Les écarts et les déclarations parfois audacieuses et iconoclastes de Donald Trump ne secouent pas seulement les USA, ni même la seule anglosphère (The Economist), elles secouent l’entièreté du monde globalisé, que ce soit dans le bloc-BAO ou en-dehors du bloc–BAO, parce qu’à peu près tout le monde évolue selon les règles de la globalisation. C’est encore plus le cas de la Chine qui, malgré des velléités stratégiques de se situer hors du bloc, en reste singulièrement dépendantes, et d’ailleurs beaucoup plus en raison de la prudence extrême de sa politique, de sa volonté de ne rien modifier de ce qui est perçu actuellement comme une sorte d’équilibre... Ce qui est singulier dans ce cas, – et la critique vaut pour toutes ces alarmes à propos de Trump, celle des chinois comme celles de The Economist, — c’est que l’on puisse considérer que la politique courante des USA depuis 2001 puisse être considérée comme un objet qui mérite des regrets catastrophés si elle était abandonnée. Cela mesure le degré d’intoxication qu’acceptent les acteurs de la globalisation pour considérer avec sérieux la narrative décrivant le Système comme quelque chose qui marche et non comme quelque chose qui conduit à la catastrophe. Mais c'est l'habitude après tout : on préfère le Titanic classique dont on sait qu'il coule, à un Titanic dont on ne sait rien...

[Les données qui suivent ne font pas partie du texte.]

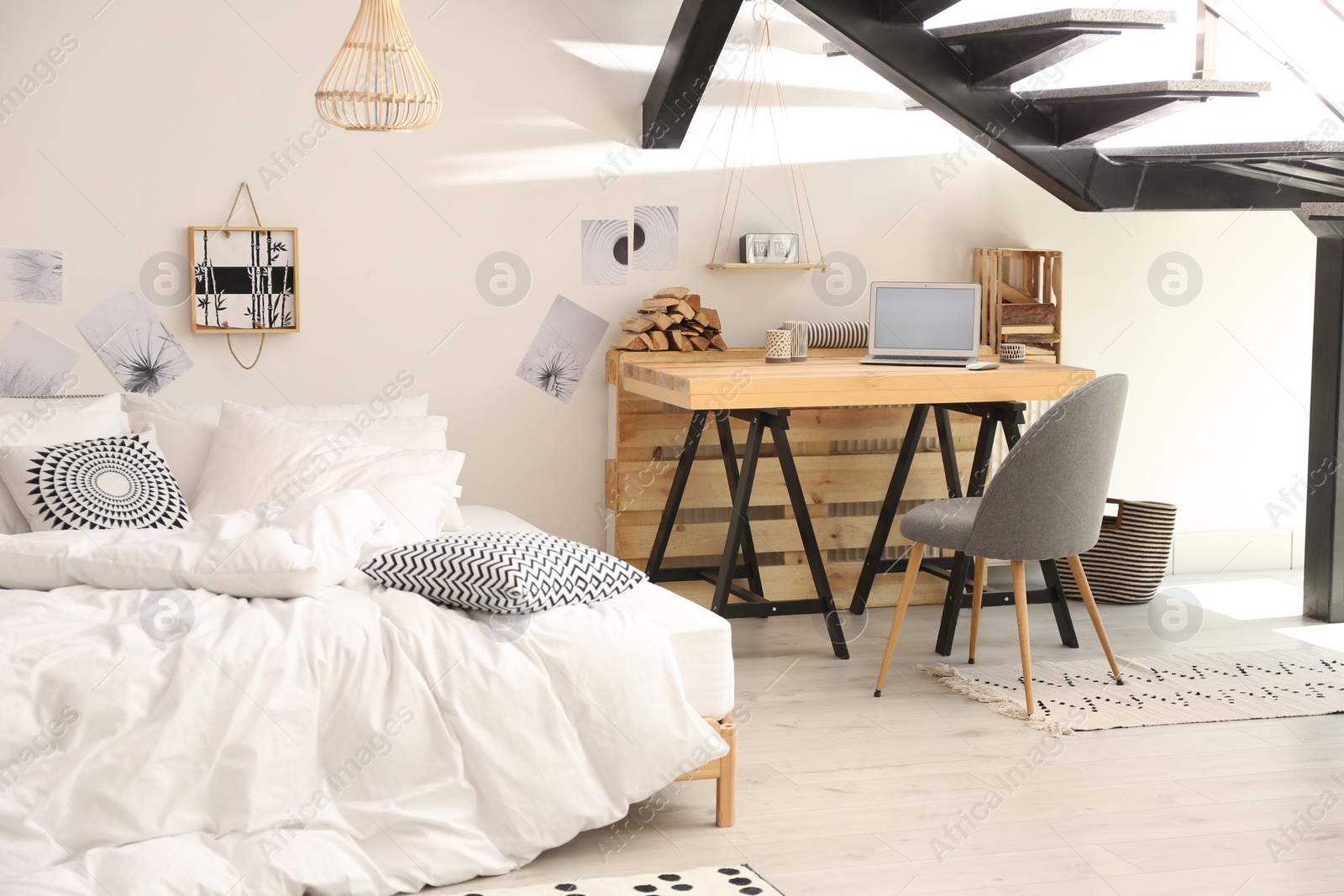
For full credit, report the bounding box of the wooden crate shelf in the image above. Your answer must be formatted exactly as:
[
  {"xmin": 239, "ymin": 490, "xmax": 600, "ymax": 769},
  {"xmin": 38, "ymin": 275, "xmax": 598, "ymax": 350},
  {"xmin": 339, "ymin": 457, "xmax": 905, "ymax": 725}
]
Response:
[
  {"xmin": 606, "ymin": 348, "xmax": 979, "ymax": 607},
  {"xmin": 974, "ymin": 249, "xmax": 1064, "ymax": 364}
]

A cette lumière, on rappellera que le seul chef d’État à féliciter Trump pour sa position dans la course à la présidence est Poutine il y a un peu moins de trois mois, ce qui donne à la Russie une position particulière assez remarquable, et peut-être une vision plus affutée que celle des autres, y compris de leurs alliés chinois dont il faudrait commencer à se demander s’ils sont vraiment les alliés stratégiques de la Russie qu’on en faisait en 2014, lors de la crise ukrainienne. (Dans tous les cas, l’intervention de Poutine en décembre 2015 était très avisée : si Trump n’est pas élu, il n’en restera rien ; s’il est élu, il est certain que les Russes auront à la Maison-Blanche un interlocuteur particulièrement bienveillant.) A la lumière de la possible arrivée de Trump, il faut s’attendre à des révisions absolument considérables, un véritable bouleversement dans les relations internationales, essentiellement à cause de la persception de bouleversement qu'en ont les uns et les autres : même si The Donald ne fait rien, lorsqu'il entrera à la Maisopn-Blanche on croira que le ciel nous tombe sur la tête. Il faut encore noter qu’avec ces réactions divergentes des Chinois et des Russes, même si à trois mois de distance, sans compter d’autres avatars en cours (Brésil), l’ensemble BRICS-SCO rencontre des difficultés grandissantes, lesquelles correspondent d’ailleurs à l’extension formidable du désordre général auquel rien de structuré ne résiste pour l’instant, et d’ailleurs dont personne ne profite. C’est dire si nous estimons, nous, que la crise en cours aux USA, – car il s’agit, ô combien, d’une énorme crise, – remet tout en cause dans la situation générale.